World Trade Center

Film américain de Oliver Stone

Avec Nicolas Cage, Michael Peña, Maria Bello, Maggie Gyllenhaal





Par Esther Castagné
 
Sortie le 20-09-2006

Durée: 2h10

 

Une journée en enfer

Oliver Stone retrace la tragédie du 11 septembre 2001 dans ce sorte de docu-fiction. A travers l’épopée de cette équipe de police – courageuse et suicidaire – entrée dans la tour 1 pour secourir les victimes du premier attentat terroriste et à son tour victime du second impact, le réalisateur reconstruit le cauchemar des rescapés, coincés dans d’atroces souffrances au fond de ce champ de ruines, qui deviendrait sous peu le "Ground Zero".
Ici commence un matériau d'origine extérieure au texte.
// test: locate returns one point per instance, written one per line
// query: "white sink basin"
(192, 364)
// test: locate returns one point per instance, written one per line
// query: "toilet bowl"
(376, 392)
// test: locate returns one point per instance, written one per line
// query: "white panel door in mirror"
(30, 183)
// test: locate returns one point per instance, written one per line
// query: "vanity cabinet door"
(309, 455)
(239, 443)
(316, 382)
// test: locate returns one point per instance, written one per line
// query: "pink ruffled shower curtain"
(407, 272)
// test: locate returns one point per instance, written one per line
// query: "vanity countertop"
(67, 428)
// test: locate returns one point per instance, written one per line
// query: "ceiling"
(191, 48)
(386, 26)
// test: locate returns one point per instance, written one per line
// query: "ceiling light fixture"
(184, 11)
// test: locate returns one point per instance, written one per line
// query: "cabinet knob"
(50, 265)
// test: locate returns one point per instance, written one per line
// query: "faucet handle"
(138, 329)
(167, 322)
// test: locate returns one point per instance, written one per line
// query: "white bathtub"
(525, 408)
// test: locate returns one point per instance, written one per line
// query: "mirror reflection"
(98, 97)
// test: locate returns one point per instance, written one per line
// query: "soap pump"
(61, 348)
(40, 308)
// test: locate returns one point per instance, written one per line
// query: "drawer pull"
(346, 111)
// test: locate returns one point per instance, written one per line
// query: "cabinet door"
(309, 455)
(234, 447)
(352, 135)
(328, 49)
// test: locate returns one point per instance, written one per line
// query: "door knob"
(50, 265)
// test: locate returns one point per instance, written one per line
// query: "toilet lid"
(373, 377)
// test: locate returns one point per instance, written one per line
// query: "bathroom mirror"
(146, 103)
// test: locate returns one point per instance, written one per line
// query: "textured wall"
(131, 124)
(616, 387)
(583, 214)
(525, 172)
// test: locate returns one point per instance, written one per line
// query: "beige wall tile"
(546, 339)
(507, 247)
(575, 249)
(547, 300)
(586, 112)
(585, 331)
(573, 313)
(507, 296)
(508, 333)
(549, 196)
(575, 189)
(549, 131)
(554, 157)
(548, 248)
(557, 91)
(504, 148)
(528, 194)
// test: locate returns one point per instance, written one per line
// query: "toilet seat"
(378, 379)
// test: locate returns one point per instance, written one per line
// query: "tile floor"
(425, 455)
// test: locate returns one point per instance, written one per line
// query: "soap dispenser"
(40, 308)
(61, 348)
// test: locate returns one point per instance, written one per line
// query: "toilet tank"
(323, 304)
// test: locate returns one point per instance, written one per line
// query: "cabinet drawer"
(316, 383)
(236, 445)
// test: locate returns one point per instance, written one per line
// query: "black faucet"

Peut-être est-il un peu tôt pour se pencher sur cette page de l'Histoire, d'autant que rien n'est encore résolu et que l'idée de guerre contre l'Axe du mal et le terrorisme - traduisez contre le monde musulman - est encore forte dans les consciences américaines… De fait, ces hommes des forces de l'ordre deviennent des héros qui ne survivent que grâce à leurs merveilleuses familles, à leurs épouses bien-aimées et à leur foi triomphante.
S'il va de soi que l'attentat du 11 septembre 2001 a été un épouvantable crime, y revenir sans cesse et surtout présenter ces hommes, parfois fanatiques, comme de véritables sauveurs, alors même qu'on ne peut que constater leur tragique impuissance, me semble dangereux. Dangereux pour ce qui est du repli communautariste et de la peur de l'autre.
En outre le film d'Oliver Stone pâtit de son manque d'intrigue: les grands sentiments (courage, famille, patrie) ne font pas oublier que pendant deux heures durant nous aussi nous trouvons au fond de ces tours en compagnie de Nicolas Cage et Michael Peña à moitié écrasés par des blocs de béton et les cadavres de leurs coéquipiers.
Si la mise en place de l'intrigue est excellente car on y décèle la stupéfaction et l'effroi que provoquent l'occurrence de l'impossible et de l'impensable, la suite peine à nous captiver. Ces incessants flash-backs sentimentalistes sont lassants et indigestes même si l'on comprend bien qu'ils étaient pour le réalisateur la seule issue de secours, la seule échappatoire à un oppressant huis-clos catastrophe au coeur des ténèbres et d'une nouvelle guerre de religion.